The paper introduces HiddenGems, a novel sample-efficient active learning approach for safety boundary detection in autonomous systems, outperforming traditional parameter sweeps in efficiency.

Findings

Achieved boundary estimates with 6x fewer simulations than parameter sweeps.

Detected and fixed a failure mode in an unprotected turn with 86% fewer simulations.

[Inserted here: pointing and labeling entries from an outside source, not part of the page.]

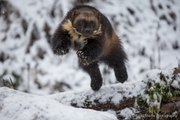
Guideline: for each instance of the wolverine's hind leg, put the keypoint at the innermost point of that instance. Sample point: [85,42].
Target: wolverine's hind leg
[94,72]
[117,62]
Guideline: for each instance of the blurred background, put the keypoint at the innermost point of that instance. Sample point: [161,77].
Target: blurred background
[149,30]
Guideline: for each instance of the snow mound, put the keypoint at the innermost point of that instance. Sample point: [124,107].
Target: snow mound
[16,105]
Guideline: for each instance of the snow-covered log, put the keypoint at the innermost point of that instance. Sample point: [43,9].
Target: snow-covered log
[16,105]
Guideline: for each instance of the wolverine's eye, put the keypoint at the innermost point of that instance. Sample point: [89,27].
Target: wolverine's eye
[95,31]
[77,31]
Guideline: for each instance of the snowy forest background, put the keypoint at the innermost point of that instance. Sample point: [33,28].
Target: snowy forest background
[149,30]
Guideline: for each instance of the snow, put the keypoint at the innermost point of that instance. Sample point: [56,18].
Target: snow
[147,38]
[127,113]
[16,105]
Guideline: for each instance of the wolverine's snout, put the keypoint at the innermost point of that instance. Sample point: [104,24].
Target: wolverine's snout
[78,45]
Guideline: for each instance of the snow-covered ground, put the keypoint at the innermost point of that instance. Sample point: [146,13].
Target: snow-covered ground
[16,105]
[149,30]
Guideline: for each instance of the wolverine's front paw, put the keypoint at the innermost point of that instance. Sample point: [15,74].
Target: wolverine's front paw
[83,58]
[96,84]
[61,51]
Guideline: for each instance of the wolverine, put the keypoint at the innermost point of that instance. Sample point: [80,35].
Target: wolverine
[86,30]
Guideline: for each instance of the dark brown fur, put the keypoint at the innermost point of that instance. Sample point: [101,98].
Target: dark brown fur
[90,33]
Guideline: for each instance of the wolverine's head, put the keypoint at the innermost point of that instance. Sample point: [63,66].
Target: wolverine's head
[82,25]
[86,24]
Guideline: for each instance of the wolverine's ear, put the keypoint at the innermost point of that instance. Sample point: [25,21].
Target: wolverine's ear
[72,14]
[67,25]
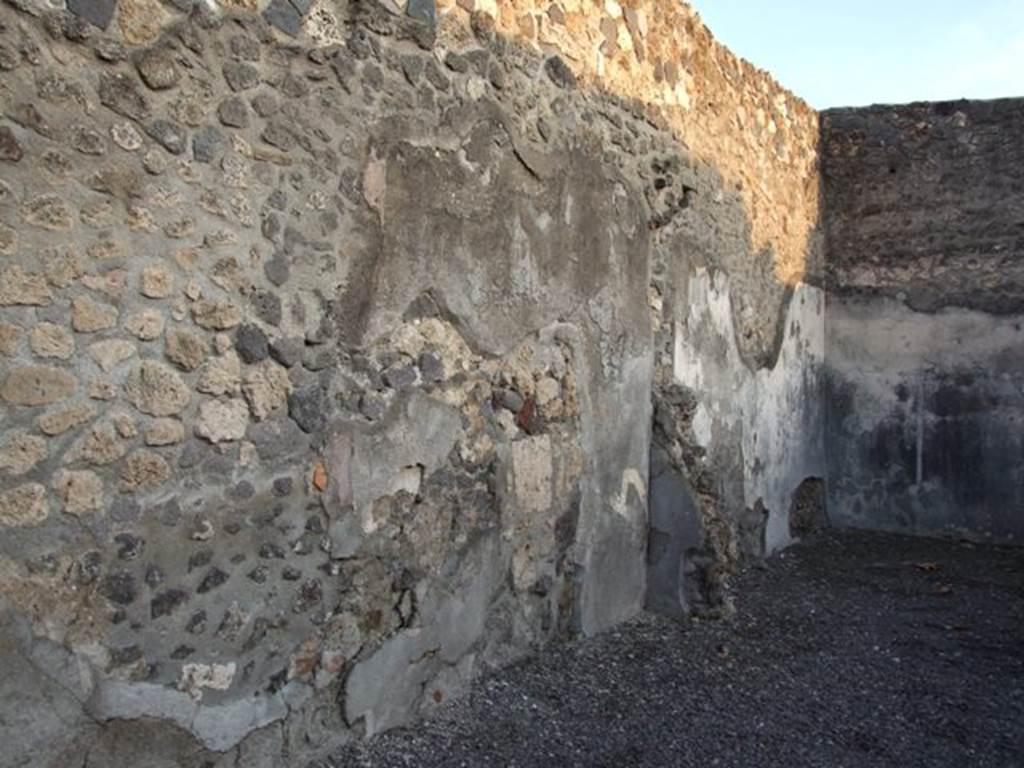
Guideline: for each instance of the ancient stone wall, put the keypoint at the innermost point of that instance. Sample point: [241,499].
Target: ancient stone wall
[925,328]
[335,340]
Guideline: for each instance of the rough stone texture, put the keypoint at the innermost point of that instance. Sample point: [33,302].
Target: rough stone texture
[926,311]
[924,669]
[924,204]
[375,365]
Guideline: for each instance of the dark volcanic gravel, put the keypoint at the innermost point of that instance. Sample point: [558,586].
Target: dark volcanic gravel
[857,649]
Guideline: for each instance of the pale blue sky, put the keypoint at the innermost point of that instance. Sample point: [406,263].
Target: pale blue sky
[846,53]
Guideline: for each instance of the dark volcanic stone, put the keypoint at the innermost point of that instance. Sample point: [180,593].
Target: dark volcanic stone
[111,50]
[154,577]
[457,61]
[197,623]
[213,579]
[245,47]
[10,150]
[283,14]
[251,343]
[559,72]
[182,651]
[294,86]
[129,546]
[119,588]
[87,568]
[233,113]
[264,104]
[271,551]
[167,602]
[96,12]
[398,377]
[121,94]
[283,486]
[309,595]
[423,10]
[288,351]
[168,134]
[306,407]
[200,559]
[430,367]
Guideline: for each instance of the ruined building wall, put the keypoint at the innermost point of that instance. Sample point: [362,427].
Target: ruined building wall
[926,316]
[332,338]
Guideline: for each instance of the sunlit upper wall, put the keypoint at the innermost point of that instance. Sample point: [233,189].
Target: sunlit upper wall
[760,137]
[763,139]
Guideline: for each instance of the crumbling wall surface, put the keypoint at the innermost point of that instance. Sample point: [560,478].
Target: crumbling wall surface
[926,297]
[327,353]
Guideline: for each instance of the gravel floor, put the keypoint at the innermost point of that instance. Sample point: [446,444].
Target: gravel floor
[857,649]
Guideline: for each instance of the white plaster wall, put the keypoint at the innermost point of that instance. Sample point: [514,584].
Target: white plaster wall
[773,416]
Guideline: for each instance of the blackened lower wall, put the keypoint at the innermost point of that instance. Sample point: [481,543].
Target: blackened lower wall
[925,346]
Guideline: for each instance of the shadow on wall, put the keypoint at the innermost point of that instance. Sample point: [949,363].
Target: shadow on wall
[738,407]
[926,317]
[366,391]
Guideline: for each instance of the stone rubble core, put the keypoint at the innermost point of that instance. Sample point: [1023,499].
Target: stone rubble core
[350,349]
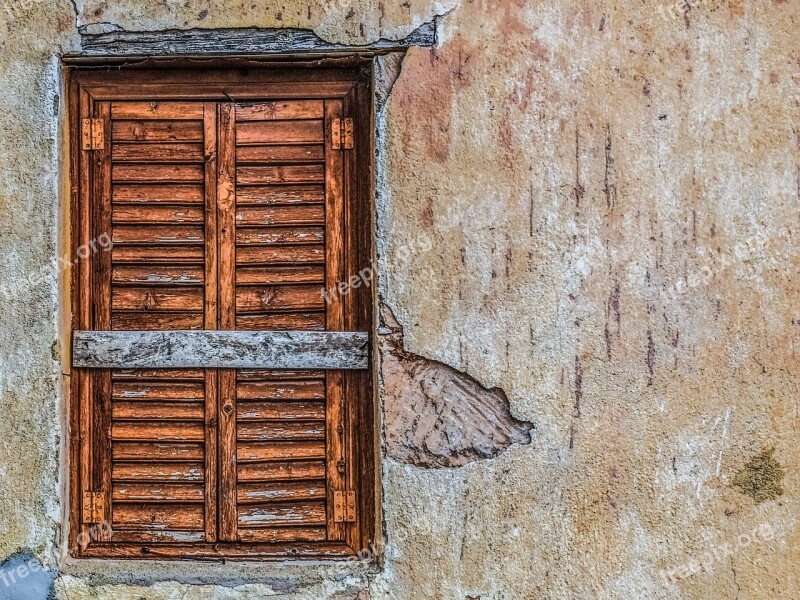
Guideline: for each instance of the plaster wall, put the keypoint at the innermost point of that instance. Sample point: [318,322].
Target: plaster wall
[594,206]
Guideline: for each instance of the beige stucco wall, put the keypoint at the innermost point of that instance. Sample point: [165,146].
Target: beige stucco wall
[594,206]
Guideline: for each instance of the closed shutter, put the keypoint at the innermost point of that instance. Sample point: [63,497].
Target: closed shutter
[232,215]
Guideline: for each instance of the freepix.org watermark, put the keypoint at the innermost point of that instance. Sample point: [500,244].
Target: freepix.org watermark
[51,271]
[717,552]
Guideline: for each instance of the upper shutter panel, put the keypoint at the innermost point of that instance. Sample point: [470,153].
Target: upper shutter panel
[160,276]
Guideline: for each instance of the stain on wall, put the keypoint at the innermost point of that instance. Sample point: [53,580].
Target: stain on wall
[760,477]
[593,206]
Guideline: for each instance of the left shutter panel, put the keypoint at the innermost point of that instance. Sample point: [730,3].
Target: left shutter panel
[154,431]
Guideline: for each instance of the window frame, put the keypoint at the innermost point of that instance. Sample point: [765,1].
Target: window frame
[223,79]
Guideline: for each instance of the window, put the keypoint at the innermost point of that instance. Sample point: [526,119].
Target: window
[236,200]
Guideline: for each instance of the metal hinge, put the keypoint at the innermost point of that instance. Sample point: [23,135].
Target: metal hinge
[94,507]
[92,134]
[344,507]
[342,134]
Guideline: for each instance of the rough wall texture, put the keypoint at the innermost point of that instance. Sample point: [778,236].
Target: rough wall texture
[594,206]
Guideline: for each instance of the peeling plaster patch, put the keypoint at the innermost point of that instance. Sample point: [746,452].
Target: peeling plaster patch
[760,478]
[387,70]
[436,416]
[22,577]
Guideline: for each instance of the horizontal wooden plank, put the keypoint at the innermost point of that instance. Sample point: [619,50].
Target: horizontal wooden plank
[259,155]
[282,534]
[157,110]
[279,132]
[143,213]
[150,321]
[173,193]
[164,152]
[158,452]
[157,375]
[252,299]
[181,411]
[278,411]
[157,516]
[220,349]
[256,236]
[280,174]
[280,431]
[224,551]
[157,431]
[157,390]
[277,375]
[311,389]
[274,471]
[157,299]
[266,255]
[276,515]
[312,214]
[278,451]
[280,194]
[175,254]
[157,131]
[274,275]
[157,234]
[280,109]
[178,472]
[301,321]
[156,173]
[260,493]
[157,274]
[119,536]
[157,492]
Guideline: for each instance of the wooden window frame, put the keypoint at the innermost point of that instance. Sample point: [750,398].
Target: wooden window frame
[220,80]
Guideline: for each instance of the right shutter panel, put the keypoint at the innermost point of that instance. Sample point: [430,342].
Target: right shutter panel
[285,215]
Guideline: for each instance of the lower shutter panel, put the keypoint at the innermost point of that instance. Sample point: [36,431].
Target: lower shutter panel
[281,456]
[158,456]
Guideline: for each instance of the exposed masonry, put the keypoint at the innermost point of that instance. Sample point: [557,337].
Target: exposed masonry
[237,41]
[436,416]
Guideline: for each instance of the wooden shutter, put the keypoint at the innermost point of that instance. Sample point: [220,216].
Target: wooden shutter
[225,215]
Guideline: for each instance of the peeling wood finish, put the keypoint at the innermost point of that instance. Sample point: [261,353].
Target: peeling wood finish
[436,416]
[238,41]
[186,349]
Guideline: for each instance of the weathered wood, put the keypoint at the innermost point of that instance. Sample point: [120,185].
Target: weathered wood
[296,513]
[220,349]
[307,321]
[279,132]
[279,451]
[281,194]
[279,154]
[292,470]
[238,41]
[279,110]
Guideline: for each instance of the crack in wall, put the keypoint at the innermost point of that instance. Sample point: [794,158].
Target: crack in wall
[436,416]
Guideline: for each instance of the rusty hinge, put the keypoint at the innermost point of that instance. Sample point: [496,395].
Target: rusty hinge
[94,507]
[344,507]
[342,134]
[92,134]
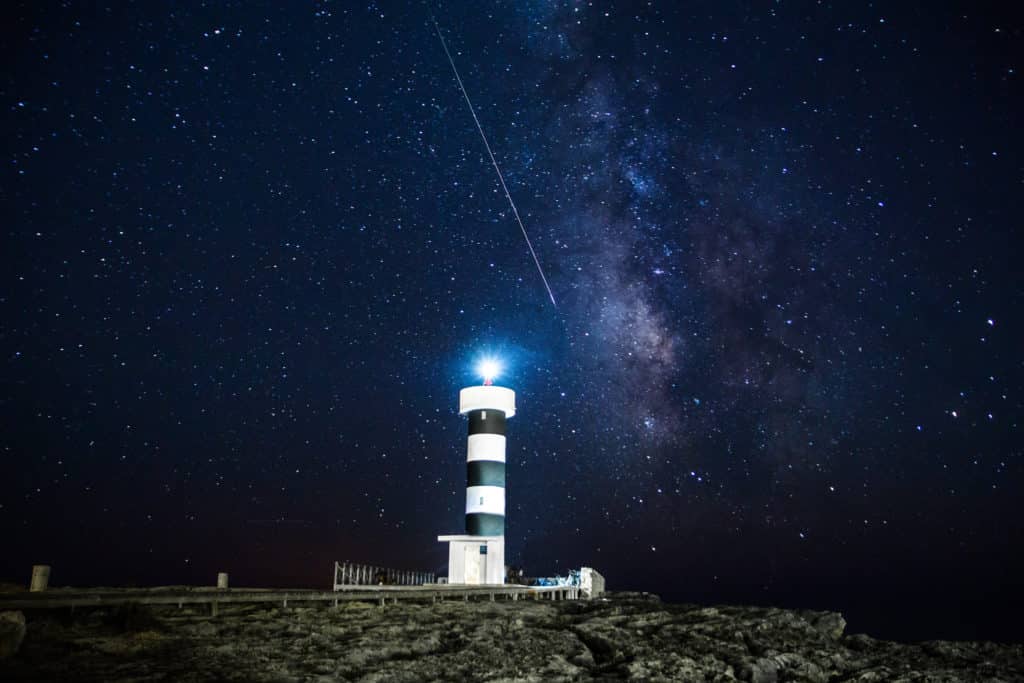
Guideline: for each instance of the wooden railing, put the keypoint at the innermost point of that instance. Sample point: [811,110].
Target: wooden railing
[350,573]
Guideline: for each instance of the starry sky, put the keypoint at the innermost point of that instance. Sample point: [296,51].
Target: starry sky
[251,252]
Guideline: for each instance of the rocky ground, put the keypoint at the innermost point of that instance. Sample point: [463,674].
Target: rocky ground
[632,637]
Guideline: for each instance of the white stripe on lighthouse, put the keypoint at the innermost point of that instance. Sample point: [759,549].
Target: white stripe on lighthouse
[485,446]
[489,500]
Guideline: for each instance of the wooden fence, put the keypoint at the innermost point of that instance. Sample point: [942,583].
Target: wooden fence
[349,573]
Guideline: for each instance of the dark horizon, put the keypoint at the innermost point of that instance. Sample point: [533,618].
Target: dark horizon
[252,252]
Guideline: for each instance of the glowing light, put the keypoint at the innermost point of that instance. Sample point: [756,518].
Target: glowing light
[488,369]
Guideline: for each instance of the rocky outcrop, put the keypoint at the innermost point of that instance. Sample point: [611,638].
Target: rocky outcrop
[11,633]
[631,637]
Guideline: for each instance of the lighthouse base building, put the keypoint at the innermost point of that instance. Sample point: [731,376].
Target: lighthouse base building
[477,557]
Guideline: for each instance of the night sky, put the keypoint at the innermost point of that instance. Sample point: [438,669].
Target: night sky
[251,252]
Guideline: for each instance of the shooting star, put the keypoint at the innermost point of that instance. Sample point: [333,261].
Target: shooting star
[501,178]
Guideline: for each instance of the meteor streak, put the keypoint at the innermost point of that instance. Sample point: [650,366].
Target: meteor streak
[494,161]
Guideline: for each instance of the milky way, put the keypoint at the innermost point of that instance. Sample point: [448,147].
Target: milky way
[252,254]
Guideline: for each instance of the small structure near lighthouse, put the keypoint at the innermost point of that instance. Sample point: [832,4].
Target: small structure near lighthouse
[477,556]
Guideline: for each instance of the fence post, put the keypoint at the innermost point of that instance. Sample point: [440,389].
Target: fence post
[40,578]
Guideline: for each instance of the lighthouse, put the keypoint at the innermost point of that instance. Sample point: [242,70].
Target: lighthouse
[478,555]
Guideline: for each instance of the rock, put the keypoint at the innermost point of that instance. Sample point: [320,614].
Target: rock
[524,641]
[830,624]
[11,633]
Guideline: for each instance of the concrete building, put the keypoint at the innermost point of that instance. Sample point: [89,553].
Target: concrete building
[478,555]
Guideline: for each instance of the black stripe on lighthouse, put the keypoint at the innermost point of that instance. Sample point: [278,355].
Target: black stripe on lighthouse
[486,422]
[484,524]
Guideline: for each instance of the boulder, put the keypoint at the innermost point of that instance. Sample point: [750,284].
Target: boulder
[11,633]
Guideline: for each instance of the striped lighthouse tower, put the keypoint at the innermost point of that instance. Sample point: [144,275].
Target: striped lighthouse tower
[478,555]
[487,409]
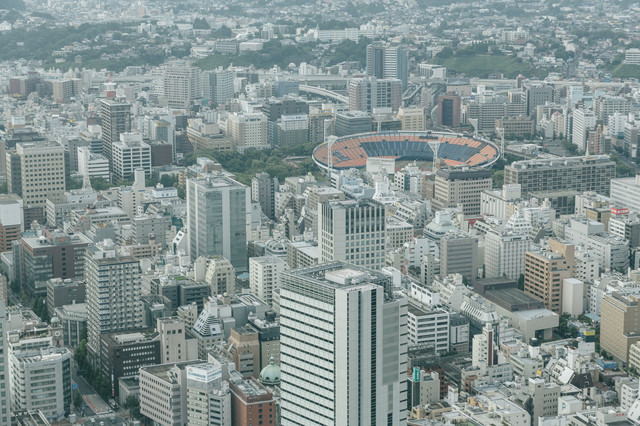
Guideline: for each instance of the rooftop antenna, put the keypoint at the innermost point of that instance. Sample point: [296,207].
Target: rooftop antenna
[434,145]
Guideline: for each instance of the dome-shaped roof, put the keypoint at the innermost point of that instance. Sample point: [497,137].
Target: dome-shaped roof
[270,375]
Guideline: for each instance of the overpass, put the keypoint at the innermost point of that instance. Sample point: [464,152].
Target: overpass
[324,93]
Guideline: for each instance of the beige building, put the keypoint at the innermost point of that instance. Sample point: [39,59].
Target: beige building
[42,173]
[461,185]
[619,324]
[412,119]
[544,271]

Effectively mapped compliance domains for multiple safety metrics.

Abstract

Evaluating safety performance in a resource-efficient way is crucial for the development of autonomous systems. Simulation of parameterized scenarios is a popular testing strategy but parameter sweeps can be prohibitively expensive. To address this, we propose HiddenGems: a sample-efficient method for discovering the boundary between compliant and non-compliant behavior via active learning. Given a parameterized scenario, one or more compliance metrics, and a simulation oracle, HiddenGems maps the compliant and non-compliant domains of the scenario. The methodology enables critical test case identification, comparative analysis of different versions of the system under test, as well as verification of design objectives. We evaluate HiddenGems on a scenario with a jaywalker crossing in front of an autonomous vehicle and obtain compliance boundary estimates for collision, lane keep, and acceleration metrics individually and in combination, with 6 times fewer simulations than a parameter sweep. We also show how HiddenGems can be used to detect and rectify a failure mode for an unprotected turn with 86% fewer simulations.